My first memorable experience with the concept of the video resume came in an episode of How I Met Your Mother in 2009, in which Barney Stinson shares his video resume with the rest of the HIMYM crew. Of course, Barney’s video resume, much like Barney, is ridiculous (and awesome, of course). Check it out below for a laugh.

And Neil Patrick Harris and HIMYM aren’t the only ones who have poked fun at the idea of the video resume. Actor Michael Cera created his own video resume for McSweeney’s Presents all the way back in 2006.

Both of these videos play on the stereotype that video resumes are made for people who love to toot their own horn, to talk themselves up and, overall, make themselves look like stuck-up jackasses. For this reason, I had always thought that video resumes were a major no-no. That is, until I saw the following video resume, uploaded to YouTube by one Graeme Anthony.

Yes, Graeme does toot his own horn just a tad in this video, but I think he deserves too a little, don’t you? This video resume is totally original, captivating, and very well produced. I thought it was fantastic and I don’t think I’m alone on that. The proof is in the pudding – the intro to Graeme’s video resume has been viewed over 46,000 times since he uploaded three months ago, which is quite impressive, considering that the whole series is unlisted on YouTube, meaning that the only way people have watched it is via blogs, and links shared through Twitter, Facebook, email and elsewhere on the web. Unless Graeme sent his interactive CV link out to nearly 50,000 people, he’s definitely seen a lot of success with this job search campaign.

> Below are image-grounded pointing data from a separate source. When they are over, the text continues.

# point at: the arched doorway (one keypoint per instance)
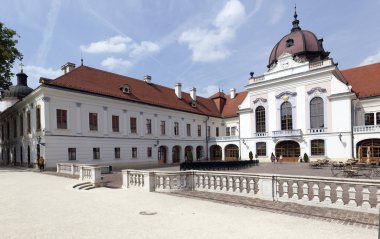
(199, 152)
(231, 152)
(368, 150)
(215, 152)
(290, 151)
(189, 153)
(176, 152)
(162, 159)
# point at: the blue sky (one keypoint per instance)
(207, 44)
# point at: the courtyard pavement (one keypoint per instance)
(35, 205)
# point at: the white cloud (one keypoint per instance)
(209, 45)
(120, 44)
(371, 59)
(114, 44)
(112, 63)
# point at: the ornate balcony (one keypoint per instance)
(366, 128)
(317, 130)
(261, 134)
(287, 133)
(225, 138)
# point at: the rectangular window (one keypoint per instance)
(318, 147)
(148, 126)
(188, 129)
(61, 119)
(72, 154)
(21, 125)
(228, 131)
(162, 127)
(115, 123)
(15, 128)
(134, 152)
(261, 149)
(93, 121)
(369, 119)
(133, 125)
(233, 131)
(38, 119)
(176, 128)
(28, 123)
(117, 153)
(96, 153)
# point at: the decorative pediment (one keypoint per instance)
(260, 99)
(286, 93)
(316, 89)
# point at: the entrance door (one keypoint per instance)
(162, 155)
(290, 151)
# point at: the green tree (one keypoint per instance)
(8, 54)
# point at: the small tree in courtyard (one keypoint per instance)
(305, 158)
(250, 155)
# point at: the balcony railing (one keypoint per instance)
(286, 133)
(224, 138)
(261, 134)
(366, 128)
(317, 130)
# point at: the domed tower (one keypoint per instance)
(15, 93)
(302, 45)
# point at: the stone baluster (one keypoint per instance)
(305, 192)
(351, 196)
(316, 192)
(365, 193)
(339, 195)
(327, 190)
(285, 190)
(295, 191)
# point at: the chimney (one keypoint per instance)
(178, 91)
(193, 94)
(66, 68)
(232, 93)
(148, 79)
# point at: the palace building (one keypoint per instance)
(302, 104)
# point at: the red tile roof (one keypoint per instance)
(91, 80)
(365, 80)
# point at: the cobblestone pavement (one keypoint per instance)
(345, 217)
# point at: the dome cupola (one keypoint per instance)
(302, 45)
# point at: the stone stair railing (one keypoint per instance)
(358, 194)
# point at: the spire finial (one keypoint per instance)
(21, 67)
(295, 21)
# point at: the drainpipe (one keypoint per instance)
(207, 136)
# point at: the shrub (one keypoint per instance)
(250, 155)
(305, 158)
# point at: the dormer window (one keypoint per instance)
(125, 89)
(289, 42)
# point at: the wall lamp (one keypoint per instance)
(157, 143)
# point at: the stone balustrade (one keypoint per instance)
(358, 194)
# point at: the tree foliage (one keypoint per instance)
(8, 54)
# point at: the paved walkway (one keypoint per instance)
(35, 205)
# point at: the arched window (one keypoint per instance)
(316, 113)
(286, 116)
(317, 147)
(260, 119)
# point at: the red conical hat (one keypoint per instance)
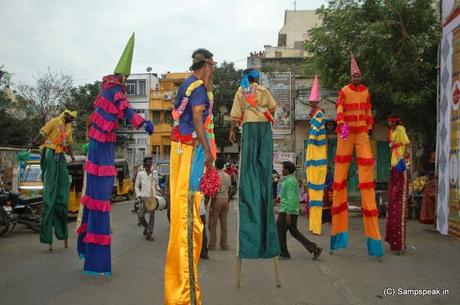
(314, 94)
(354, 66)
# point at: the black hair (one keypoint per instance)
(250, 78)
(200, 64)
(289, 166)
(220, 163)
(147, 159)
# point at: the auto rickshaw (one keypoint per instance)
(30, 183)
(123, 185)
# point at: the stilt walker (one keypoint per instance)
(316, 160)
(191, 150)
(354, 121)
(257, 234)
(94, 236)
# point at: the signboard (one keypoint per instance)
(279, 158)
(454, 181)
(302, 106)
(279, 84)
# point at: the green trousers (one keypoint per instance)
(55, 196)
(257, 233)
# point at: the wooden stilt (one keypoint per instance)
(276, 260)
(238, 272)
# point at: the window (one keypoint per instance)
(166, 150)
(168, 117)
(155, 149)
(142, 87)
(156, 117)
(131, 88)
(141, 153)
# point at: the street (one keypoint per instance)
(30, 275)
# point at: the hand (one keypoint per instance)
(232, 137)
(148, 125)
(209, 159)
(288, 219)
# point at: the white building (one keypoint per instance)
(137, 142)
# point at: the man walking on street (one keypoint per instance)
(289, 212)
(145, 189)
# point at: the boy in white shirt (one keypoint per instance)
(145, 188)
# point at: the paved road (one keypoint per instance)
(30, 275)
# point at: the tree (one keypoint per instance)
(395, 43)
(82, 99)
(15, 131)
(51, 90)
(226, 83)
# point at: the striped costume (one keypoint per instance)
(316, 168)
(94, 238)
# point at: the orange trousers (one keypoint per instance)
(365, 162)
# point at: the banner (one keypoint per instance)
(448, 130)
(279, 84)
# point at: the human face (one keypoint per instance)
(285, 172)
(148, 165)
(68, 118)
(356, 79)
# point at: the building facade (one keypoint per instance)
(161, 104)
(136, 143)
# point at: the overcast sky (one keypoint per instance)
(84, 38)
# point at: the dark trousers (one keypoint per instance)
(283, 227)
(204, 246)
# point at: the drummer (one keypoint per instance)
(145, 189)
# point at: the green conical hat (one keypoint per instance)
(124, 64)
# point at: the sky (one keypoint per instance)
(85, 38)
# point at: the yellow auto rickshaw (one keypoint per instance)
(123, 185)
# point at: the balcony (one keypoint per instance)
(163, 128)
(158, 104)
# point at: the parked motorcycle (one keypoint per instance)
(15, 208)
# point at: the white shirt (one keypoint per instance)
(146, 185)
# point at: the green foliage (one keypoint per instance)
(395, 43)
(81, 100)
(226, 83)
(15, 131)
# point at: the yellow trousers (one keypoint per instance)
(365, 162)
(185, 235)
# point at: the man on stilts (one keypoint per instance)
(56, 137)
(191, 150)
(94, 233)
(252, 107)
(316, 161)
(354, 121)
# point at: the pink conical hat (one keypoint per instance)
(354, 66)
(314, 94)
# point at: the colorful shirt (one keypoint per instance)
(111, 105)
(398, 142)
(244, 113)
(53, 130)
(197, 98)
(354, 108)
(290, 195)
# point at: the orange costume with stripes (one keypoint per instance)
(354, 110)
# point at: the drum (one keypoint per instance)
(161, 203)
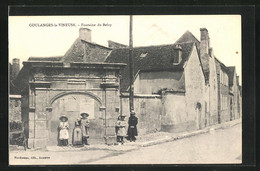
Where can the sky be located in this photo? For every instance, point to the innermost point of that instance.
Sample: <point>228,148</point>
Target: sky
<point>27,37</point>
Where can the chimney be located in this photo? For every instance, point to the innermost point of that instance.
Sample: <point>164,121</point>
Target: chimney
<point>85,34</point>
<point>204,41</point>
<point>15,67</point>
<point>178,58</point>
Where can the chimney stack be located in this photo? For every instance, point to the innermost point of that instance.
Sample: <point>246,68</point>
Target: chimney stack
<point>15,67</point>
<point>178,58</point>
<point>85,34</point>
<point>204,41</point>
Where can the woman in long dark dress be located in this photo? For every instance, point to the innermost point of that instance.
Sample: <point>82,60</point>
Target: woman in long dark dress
<point>132,129</point>
<point>85,128</point>
<point>77,134</point>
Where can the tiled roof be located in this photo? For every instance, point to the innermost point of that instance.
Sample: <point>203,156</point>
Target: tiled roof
<point>149,58</point>
<point>93,52</point>
<point>231,75</point>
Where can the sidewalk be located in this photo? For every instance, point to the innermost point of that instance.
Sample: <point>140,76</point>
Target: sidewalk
<point>143,141</point>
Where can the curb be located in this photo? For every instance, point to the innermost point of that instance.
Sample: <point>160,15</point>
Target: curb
<point>155,142</point>
<point>189,134</point>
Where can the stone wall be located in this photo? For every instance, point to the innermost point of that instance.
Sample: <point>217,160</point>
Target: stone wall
<point>175,117</point>
<point>195,95</point>
<point>56,91</point>
<point>153,82</point>
<point>148,109</point>
<point>223,91</point>
<point>213,92</point>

Graeme wrote on his blog, “The response has been mind-blowing with offers of interest ranging from small start-up businesses all the way through to large multinational organizations. I’ve received requests to go work abroad and some high-profile individuals have suggested that I start-up on my own which was extremely flattering.” Graeme did not update his blog to state whether or not he accepted any of these offers.

While I do think that Graeme’s video resume is fantastic, I should add that video resumes are definitely not for everyone. If your plan is to simply record a video of yourself talking about your skills and your previous experience, you might as well just send along a resume. No recruiter wants to sit through a video of you talking about yourself when they could just skim through a list of your previous experience – that’s what interviews are for. That being said, if you are going for a creative position, creating a creative, original video resume could be your ticket to a brand spankin’ new job (and your fifteen minutes of internet fame).

Have you ever gotten a job with a video resume? Would you consider it in the future?